About site gallery - wonderful resource. Anybody noticed how long and curved were hind claws of that tapejarid? I guess it was tree climber and not marine form at all.

After taking a gander at the site, it is a nice resource, have to say. And wow the anurognathids are neato. Add that to the list of startling convergences, anurognathids+nightjars+bats(maybe).
@Jerzy
'Perhaps I need to qualify my statement to, there is no modern tetrapod endotherm analog to juvenile and adult pterosaur forms occupying different niches.'

"Surely that's mainly due to the fact that most juvenile endotherms, by and large, don't need to fend for themselves; they are provided food, protection etc. by their parents (or, in the case of avian brood parasites, their foster parents) until adulthood or near-adulthood. Juvenile megapodes, which are independent from the moment of hatching, might be the most significant exception though I don't really know quite how ecologically different they are from their adults."

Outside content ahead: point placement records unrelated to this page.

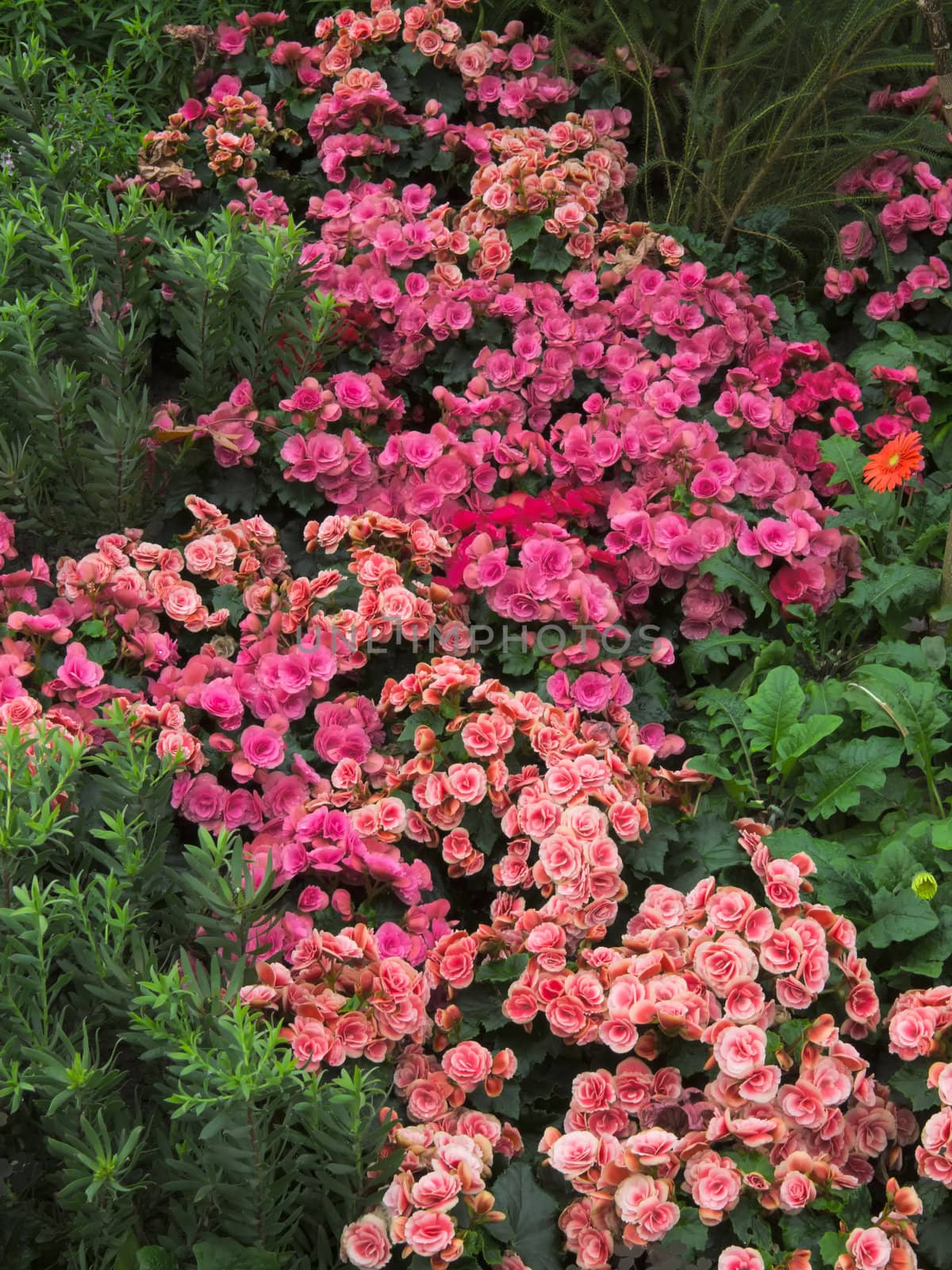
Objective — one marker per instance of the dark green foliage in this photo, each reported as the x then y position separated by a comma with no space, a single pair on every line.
144,1108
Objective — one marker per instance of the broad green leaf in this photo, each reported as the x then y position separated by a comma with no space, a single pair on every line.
551,257
892,695
503,971
848,457
899,918
774,709
216,1254
895,867
716,649
531,1226
155,1259
911,1081
804,736
928,956
833,780
735,572
908,584
714,841
831,1245
522,229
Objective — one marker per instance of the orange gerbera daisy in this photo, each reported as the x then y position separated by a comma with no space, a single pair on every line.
898,460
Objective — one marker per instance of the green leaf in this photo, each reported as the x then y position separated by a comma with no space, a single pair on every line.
524,229
749,1223
912,704
102,651
689,1232
155,1259
850,459
908,584
774,709
805,736
482,1011
835,780
503,971
550,257
716,649
531,1226
895,867
712,840
911,1081
230,598
831,1245
216,1254
742,575
928,956
899,918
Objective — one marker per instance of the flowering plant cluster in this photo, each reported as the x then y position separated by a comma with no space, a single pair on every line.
615,429
621,999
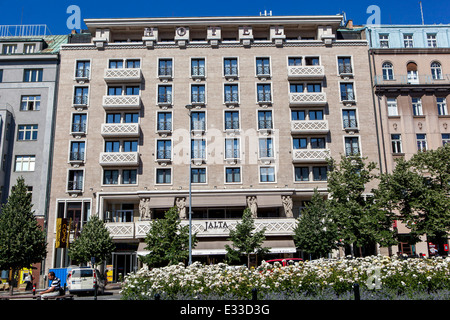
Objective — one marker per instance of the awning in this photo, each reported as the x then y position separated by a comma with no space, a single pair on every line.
266,201
162,202
215,201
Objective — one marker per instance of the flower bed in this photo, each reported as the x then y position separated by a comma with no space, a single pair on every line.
379,277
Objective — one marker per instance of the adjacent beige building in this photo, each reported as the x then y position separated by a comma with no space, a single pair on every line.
252,106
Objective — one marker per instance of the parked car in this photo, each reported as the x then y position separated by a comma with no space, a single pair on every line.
83,280
285,262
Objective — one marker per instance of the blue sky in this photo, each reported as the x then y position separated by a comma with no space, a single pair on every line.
54,15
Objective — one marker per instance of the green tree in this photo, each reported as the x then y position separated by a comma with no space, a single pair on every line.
245,241
22,240
94,242
359,218
315,232
167,241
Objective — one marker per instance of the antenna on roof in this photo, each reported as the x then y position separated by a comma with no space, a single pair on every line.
265,13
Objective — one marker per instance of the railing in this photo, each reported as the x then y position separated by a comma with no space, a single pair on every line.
307,98
120,129
204,227
123,74
309,126
427,79
310,155
306,72
119,158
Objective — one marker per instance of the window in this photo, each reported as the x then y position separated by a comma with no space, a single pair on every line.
388,71
77,150
32,75
79,122
352,146
266,174
198,149
417,106
198,67
347,92
197,94
349,119
232,149
164,149
75,182
392,107
421,142
83,69
265,120
163,176
436,70
164,121
262,66
165,94
27,132
9,48
396,141
320,173
25,163
232,175
30,103
445,138
442,106
264,94
301,174
81,95
231,93
431,41
384,40
231,120
198,175
408,41
198,121
266,148
165,68
344,65
129,176
110,176
230,67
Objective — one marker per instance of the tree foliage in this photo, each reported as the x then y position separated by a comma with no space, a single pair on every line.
22,240
245,241
167,241
94,242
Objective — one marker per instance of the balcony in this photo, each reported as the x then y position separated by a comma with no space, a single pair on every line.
123,75
119,159
310,155
306,72
121,102
120,130
310,127
307,98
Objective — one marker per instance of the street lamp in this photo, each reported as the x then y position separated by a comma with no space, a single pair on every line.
189,107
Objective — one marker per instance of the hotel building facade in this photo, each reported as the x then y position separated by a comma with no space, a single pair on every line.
248,108
411,73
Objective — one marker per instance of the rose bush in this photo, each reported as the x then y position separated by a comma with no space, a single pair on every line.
379,277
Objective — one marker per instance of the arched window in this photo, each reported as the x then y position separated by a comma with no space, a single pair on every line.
436,70
388,71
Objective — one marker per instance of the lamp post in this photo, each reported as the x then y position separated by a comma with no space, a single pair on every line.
189,107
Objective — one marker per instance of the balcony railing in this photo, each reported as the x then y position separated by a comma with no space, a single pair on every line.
122,102
306,72
119,159
123,75
120,130
307,98
310,155
309,126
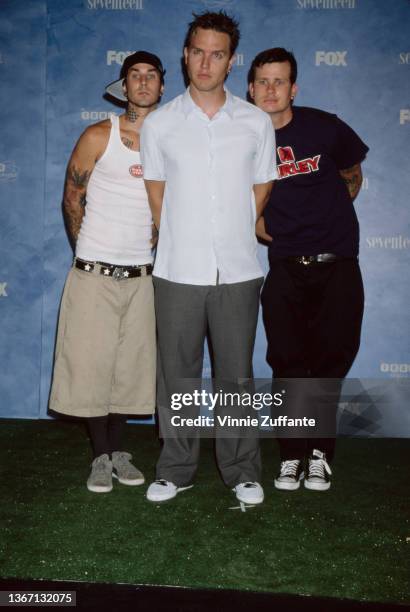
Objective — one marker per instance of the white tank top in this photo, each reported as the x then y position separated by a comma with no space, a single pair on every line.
116,226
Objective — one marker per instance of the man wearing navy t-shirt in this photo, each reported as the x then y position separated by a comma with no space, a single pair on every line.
312,299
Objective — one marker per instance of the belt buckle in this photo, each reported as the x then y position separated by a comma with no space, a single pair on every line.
119,273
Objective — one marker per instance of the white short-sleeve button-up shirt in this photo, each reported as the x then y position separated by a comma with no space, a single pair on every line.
210,166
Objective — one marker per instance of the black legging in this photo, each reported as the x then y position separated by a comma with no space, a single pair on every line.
106,433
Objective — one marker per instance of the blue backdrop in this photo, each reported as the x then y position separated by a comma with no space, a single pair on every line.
56,56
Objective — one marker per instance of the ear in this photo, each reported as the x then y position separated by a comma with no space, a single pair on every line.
251,90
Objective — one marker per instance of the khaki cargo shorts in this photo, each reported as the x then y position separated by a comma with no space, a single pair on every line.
105,359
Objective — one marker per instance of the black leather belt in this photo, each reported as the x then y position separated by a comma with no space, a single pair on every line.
313,259
117,272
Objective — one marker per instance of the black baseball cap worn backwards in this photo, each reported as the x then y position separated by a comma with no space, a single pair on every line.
139,57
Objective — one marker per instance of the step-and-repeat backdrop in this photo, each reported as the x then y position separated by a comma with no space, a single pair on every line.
56,57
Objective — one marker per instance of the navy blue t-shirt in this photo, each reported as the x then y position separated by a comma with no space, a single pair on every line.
310,210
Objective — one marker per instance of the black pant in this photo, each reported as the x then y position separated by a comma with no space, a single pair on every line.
312,316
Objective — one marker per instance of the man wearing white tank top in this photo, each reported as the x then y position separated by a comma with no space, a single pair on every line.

Yeah, I admit that my general observation may not be as general as I originally thought- it's just that all endotherms today have a modicum of parental care after birth or hatching, with a few rare exceptions like the megapode- equivalent to saying superprecociality is rare among extant endotherms. Doesn't make it any less weird that in the Mezozoic the landscape was dominated by superprecocious endotherm young, and altricial or precocious young were an evolutionary innovation that was still rare (or in the minority) among tetrapods.

I hope that pique at Dan H.'s comments doesn't blind the site proprietors to his serious warning about PHP vulnerabilities.

By Nathan Myers (not verified) on 12 Jan 2010 #permalink

2009 was already huge for pterosaurs, in a sense, thanks to the efforts of a few dedicated creationists who have worked hard to spread the word that people are seeing live pterosaurs all over the world. I read a lot of Fortean and cryptozoological stuff on the web, and a few years ago, pterosaurs were hardly ever mentioned. Now they have a respectable presence!

By Johan Wikberg (not verified) on 12 Jan 2010 #permalink

About hyperprecociality. Little pterosaur runs into big problems with laws of physics. It has completely different aerodynamics than the grown adult. Large pterosaurs were soaring forms, but their hatchlings were unable to soar at all. So I have serious doubts that pterosaurs were really precocial.

Most pterosaurs were not soarers!

And isn't there evidence that Pteranodon (a marine soarer) grew much faster than Pterodactylus and Rhamphorhynchus?

I hope that pique at Dan H.'s comments doesn't blind the site proprietors to his serious warning about PHP vulnerabilities.

They don't read this page anyway.

By David MarjanoviÄ (not verified) on 13 Jan 2010 #permalink

David; they are talking about the pterosaur site, not this one

By Sven DiMilo (not verified) on 13 Jan 2010 #permalink

@Nathan Myers

I don't really want to get into an off-topic debate about scripting languages, but I think this concern about PHP is a little odd. If it were such a security nightmare, I suspect Google, Wikipedia, Facebook and all the huge sites that that run on PHP would be abandoning it.

The site is running on PHP 5, which has fewer security concerns than vanilla installs of older PHP versions, doesn't use a database so isn't vulnerable to SQL injection, and has no public-facing inputs at all, I think this hand-wringing is silly.

why did pterosaurs go extinct? duh. they were ground nesters. most of them drowned in the flood.
They aren't completely extinct (and yes, something can be partially extinct or somewhat unique); a few survived and can be seen in hollywood productions, such as jonny quest cartoons

What an excellent idea, a Pterosaur dedicated website, now I know why to catch up on the latest news re Azhdarchidae, Pteranodontidae etc.